I have long thought that archaic US rules that govern lawyers serve as a barrier to legal innovation such as new law firm business models or the adoption of time-saving and quality-improving technology. 

The recent LegalZoom case, publicized elsewhere, about allegations of unauthorized practice of law, illustrates the problem. In my opinion many ethics rules are irrational because they are based on suppositions, not on evidence. In the LegalZoom case, as I read it, the concern was based on a theory of possible or potential harm. Moreover, the regulators appeared not to weigh potential benefit versus potential harm.

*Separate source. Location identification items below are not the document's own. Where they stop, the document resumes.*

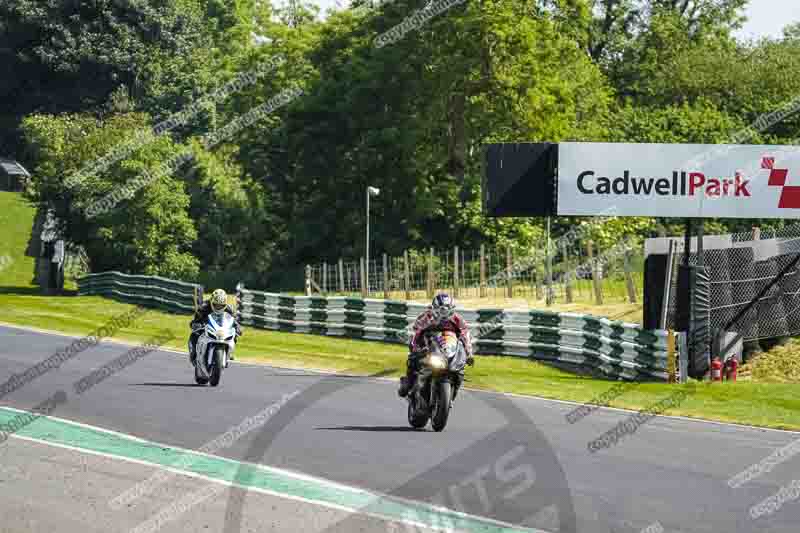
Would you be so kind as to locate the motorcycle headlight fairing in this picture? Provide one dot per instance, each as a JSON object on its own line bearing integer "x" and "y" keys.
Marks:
{"x": 437, "y": 362}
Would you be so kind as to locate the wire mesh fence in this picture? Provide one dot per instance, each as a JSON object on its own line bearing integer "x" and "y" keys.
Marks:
{"x": 579, "y": 274}
{"x": 741, "y": 266}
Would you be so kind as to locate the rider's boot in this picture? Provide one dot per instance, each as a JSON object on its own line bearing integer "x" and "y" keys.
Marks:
{"x": 406, "y": 382}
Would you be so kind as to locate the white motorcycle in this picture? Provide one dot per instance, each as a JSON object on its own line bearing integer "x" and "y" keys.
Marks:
{"x": 213, "y": 348}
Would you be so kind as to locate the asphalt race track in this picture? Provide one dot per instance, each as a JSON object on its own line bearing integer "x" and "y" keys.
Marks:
{"x": 501, "y": 461}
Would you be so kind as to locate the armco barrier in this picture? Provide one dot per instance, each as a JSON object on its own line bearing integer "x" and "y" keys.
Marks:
{"x": 150, "y": 291}
{"x": 616, "y": 349}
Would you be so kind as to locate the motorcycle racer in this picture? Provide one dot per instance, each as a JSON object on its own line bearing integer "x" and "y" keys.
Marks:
{"x": 216, "y": 304}
{"x": 440, "y": 316}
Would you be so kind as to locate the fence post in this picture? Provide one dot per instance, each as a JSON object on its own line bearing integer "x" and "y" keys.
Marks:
{"x": 509, "y": 283}
{"x": 482, "y": 289}
{"x": 405, "y": 267}
{"x": 671, "y": 367}
{"x": 455, "y": 271}
{"x": 596, "y": 273}
{"x": 363, "y": 276}
{"x": 629, "y": 275}
{"x": 385, "y": 277}
{"x": 430, "y": 274}
{"x": 549, "y": 267}
{"x": 567, "y": 273}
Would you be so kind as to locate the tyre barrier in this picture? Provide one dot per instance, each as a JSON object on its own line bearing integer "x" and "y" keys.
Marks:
{"x": 616, "y": 349}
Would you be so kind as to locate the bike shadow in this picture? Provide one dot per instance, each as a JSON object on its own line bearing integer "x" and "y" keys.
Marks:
{"x": 165, "y": 385}
{"x": 369, "y": 428}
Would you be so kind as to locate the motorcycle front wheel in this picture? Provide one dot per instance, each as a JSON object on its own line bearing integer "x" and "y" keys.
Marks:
{"x": 200, "y": 380}
{"x": 416, "y": 419}
{"x": 216, "y": 370}
{"x": 441, "y": 409}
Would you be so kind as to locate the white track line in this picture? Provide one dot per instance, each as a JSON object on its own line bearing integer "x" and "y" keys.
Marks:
{"x": 283, "y": 471}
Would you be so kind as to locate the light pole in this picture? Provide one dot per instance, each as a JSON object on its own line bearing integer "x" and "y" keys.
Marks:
{"x": 371, "y": 191}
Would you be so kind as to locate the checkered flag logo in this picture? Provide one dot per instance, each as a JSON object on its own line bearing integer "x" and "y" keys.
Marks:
{"x": 790, "y": 195}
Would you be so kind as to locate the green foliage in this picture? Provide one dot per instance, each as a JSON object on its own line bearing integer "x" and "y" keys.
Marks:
{"x": 151, "y": 233}
{"x": 411, "y": 117}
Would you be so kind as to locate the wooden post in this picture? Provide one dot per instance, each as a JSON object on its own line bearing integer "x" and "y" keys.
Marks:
{"x": 596, "y": 272}
{"x": 482, "y": 290}
{"x": 671, "y": 370}
{"x": 363, "y": 277}
{"x": 385, "y": 277}
{"x": 509, "y": 282}
{"x": 549, "y": 267}
{"x": 629, "y": 275}
{"x": 538, "y": 283}
{"x": 406, "y": 285}
{"x": 567, "y": 273}
{"x": 430, "y": 274}
{"x": 455, "y": 271}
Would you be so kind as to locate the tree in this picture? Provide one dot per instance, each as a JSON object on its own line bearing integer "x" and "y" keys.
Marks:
{"x": 150, "y": 233}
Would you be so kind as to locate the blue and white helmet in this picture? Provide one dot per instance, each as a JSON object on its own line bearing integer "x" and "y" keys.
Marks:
{"x": 443, "y": 306}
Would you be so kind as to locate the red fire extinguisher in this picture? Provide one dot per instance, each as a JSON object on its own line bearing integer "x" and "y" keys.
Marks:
{"x": 716, "y": 370}
{"x": 731, "y": 365}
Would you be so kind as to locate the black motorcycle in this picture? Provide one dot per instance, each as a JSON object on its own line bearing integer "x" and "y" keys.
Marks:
{"x": 440, "y": 372}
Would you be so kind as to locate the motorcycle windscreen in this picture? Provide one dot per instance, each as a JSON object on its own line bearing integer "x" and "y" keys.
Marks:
{"x": 454, "y": 351}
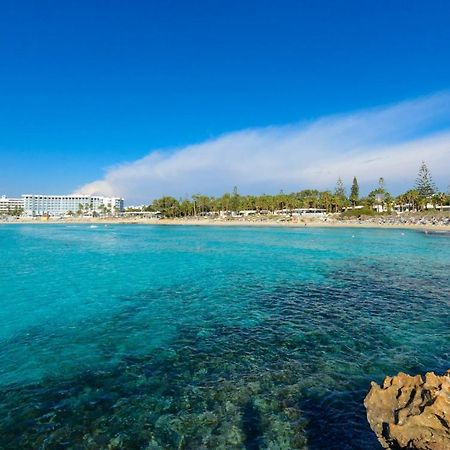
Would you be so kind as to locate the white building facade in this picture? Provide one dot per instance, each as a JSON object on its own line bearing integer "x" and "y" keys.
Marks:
{"x": 61, "y": 205}
{"x": 10, "y": 205}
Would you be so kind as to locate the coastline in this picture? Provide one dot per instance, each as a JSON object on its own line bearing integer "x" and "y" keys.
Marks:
{"x": 311, "y": 223}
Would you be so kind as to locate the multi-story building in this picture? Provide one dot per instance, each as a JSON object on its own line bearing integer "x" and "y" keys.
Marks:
{"x": 10, "y": 205}
{"x": 60, "y": 205}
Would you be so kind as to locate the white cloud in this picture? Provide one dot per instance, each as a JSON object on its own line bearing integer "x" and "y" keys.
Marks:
{"x": 389, "y": 142}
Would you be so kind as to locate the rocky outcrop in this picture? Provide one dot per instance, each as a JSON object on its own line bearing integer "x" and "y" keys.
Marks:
{"x": 411, "y": 412}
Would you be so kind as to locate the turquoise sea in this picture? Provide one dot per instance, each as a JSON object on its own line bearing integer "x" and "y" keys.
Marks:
{"x": 168, "y": 337}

Today, the New York Law Journal provides another illustration of irrational rules. The good news here is that a US Federal Court found a rule to be unconstitutional. Out-of-State Attorney Office Rule Found Unconstitutional (9 Sep 2011) explains why a federal judge found the requirement that a NY licensed lawyer living out of state maintain an office in-state.

The legal reasoning here is necessarily is narrow but the factual analysis is noteworthy: the judge considered how the real world works:

“Judge Kahn said it is illogical to believe that convenience to legal clients plays a part in New York’s rules about where lawyers are situated. An attorney based in northern New Jersey, for instance, is much better able to service a client in downstate New York than is an attorney based in Syracuse or Buffalo, he said.”

Law firm managers and CIOs must stay attuned to the shifting regulatory landscape. Legal de-regulation in the UK, about to get underway, may well have an impact in the US. As regulators, legislators, or judges apply reason and fact, long-standing rules may well fall. When that happens, it creates opportunities for alternative providers to deliver legal services in new ways. And smart large law firms can also take advantage of future rules changes.